Ayaan Hirsi Ali was born in Somalia during a period of conflict and instability. Her family moved around to Saudi Arabia, Ethiopia, and Kenya as she grew up. Along the way, her clan from Somalia played a key role in supporting their family. And their Muslim faith was also a significant part of their identity. She grew up during a period of rising fundamentalism in North Africa and the Middle East. She traveled to Europe in 1992, pledged in marriage to a Somali man living in Canada. After landing in Frankfurt, however, she decided to seek asylum in the Netherlands. She received refugee status from the Dutch government. Later, she earned a degree in political science from one of the most prestigious universities in the country. And she ultimately made a name for herself by speaking out against the Islamization of Europe.

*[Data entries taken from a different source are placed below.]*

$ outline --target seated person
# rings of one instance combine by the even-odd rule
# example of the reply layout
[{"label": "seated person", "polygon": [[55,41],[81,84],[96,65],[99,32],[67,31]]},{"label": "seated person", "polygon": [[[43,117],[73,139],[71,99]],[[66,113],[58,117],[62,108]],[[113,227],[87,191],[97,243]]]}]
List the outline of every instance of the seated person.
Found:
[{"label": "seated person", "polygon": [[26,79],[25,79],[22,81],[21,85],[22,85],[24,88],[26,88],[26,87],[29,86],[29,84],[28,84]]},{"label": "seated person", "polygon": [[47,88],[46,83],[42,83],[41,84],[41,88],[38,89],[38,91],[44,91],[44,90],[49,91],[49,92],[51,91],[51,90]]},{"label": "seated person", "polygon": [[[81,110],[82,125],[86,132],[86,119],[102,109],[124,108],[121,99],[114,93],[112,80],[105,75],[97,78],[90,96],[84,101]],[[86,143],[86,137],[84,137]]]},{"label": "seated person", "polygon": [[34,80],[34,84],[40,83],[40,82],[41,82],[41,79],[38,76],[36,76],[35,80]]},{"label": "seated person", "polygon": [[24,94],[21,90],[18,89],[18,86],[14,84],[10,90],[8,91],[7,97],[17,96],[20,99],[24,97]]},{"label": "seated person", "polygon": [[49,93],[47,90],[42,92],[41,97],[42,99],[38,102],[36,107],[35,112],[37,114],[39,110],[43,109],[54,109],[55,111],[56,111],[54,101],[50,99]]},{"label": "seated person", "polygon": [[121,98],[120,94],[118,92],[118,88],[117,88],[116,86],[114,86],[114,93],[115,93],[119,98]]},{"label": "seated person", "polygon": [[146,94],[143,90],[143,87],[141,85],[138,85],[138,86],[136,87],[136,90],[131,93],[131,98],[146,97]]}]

She drew from her experiences as a woman in the Muslim world to criticize her culture. Particularly its treatment of women and antagonism towards the West. She came to believe that “radical Muslims” were not so much “radical” as they were “Muslims.” She cited explicit support in the Quran for many of their “extreme” positions. After the September 11th terrorist attacks on the United States and the assassination of Pim Fortuyn, her voice was amplified. She was elected to the Dutch Parliament in 2003 (the same year that our family moved to the Netherlands).

Once in power, she continued her advocacy against the Islamization of Europe. In 2004, she made a short film together with Theo van Gogh. The piece used provocative imagery juxtaposed with verses from the Quran to highlight the plight of Muslim women in Europe. And it got both Ali and van Gogh in a lot of trouble with Dutch Muslims. Weeks after the release of the film, in November of 2004, van Gogh was murdered on the Linnaeusstraat in Amsterdam. About a quarter of a mile (500 meters) from our house.

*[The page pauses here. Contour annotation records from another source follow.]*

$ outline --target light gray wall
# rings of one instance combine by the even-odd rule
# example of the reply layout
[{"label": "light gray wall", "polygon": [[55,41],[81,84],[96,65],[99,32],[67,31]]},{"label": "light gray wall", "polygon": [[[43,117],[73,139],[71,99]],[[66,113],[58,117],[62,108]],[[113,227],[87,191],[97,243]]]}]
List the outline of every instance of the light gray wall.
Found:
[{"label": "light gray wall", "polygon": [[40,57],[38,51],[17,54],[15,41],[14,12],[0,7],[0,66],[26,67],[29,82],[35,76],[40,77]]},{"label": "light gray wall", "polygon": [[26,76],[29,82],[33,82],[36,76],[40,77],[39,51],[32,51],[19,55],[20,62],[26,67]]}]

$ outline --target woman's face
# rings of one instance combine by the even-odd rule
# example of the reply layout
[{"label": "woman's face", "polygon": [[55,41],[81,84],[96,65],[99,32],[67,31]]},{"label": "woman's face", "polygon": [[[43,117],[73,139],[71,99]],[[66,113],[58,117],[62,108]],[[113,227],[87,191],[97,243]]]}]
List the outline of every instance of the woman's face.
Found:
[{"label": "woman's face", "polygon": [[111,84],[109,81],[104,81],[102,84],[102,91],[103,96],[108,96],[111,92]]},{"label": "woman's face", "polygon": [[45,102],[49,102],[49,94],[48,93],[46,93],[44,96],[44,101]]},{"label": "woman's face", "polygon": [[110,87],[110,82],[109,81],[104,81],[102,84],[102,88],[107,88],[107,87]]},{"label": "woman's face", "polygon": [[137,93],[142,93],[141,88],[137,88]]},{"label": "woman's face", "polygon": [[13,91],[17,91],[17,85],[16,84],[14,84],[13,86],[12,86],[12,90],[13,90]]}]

Ali received countless threats during this same time period. Eventually she gave up her seat in Parliament and temporarily lost her citizenship, too. She was buffeted by the winds of political change. But she finally moved to the United States where she wrote her book and continued to offer her perspective to a changing world.

My Takeaways

Ayaan Hirsi Ali uses this book to share an important perspective for the world today. She appreciates the freedoms of the West, but she also recognizes the limitations of the West. Pluralism is better than theocracy. Free speech is better than censorship. Still, pluralism can be dangerous when it subjects one segment of society to abuse, in the name of protecting cultures. And free speech is not necessarily the easier, or safer, path.

I’ve long noticed that Dutch culture and politics are a surprisingly accurate predictor of American culture and politics. There’s consistently a ten to fifteen year delay in areas of philosophy, arts, culture, and public policy. I’ve seen it with gay marriage, the legalization of marijuana, increasing scrutiny of immigration, and the rise of nationalism. We are now roughly 15 years from the peak of Ayaan Hirsi Ali’s influence and activity. Thus, it seems that her book could be timely.

I don’t know how much this book would appeal to readers who didn’t live through its events, personally. Again, I don’t think it was particularly well-written. It doesn’t fully align with my own views. I cannot offer a whole-hearted recommendation for everyone to read it. Still, I’m glad that I read it.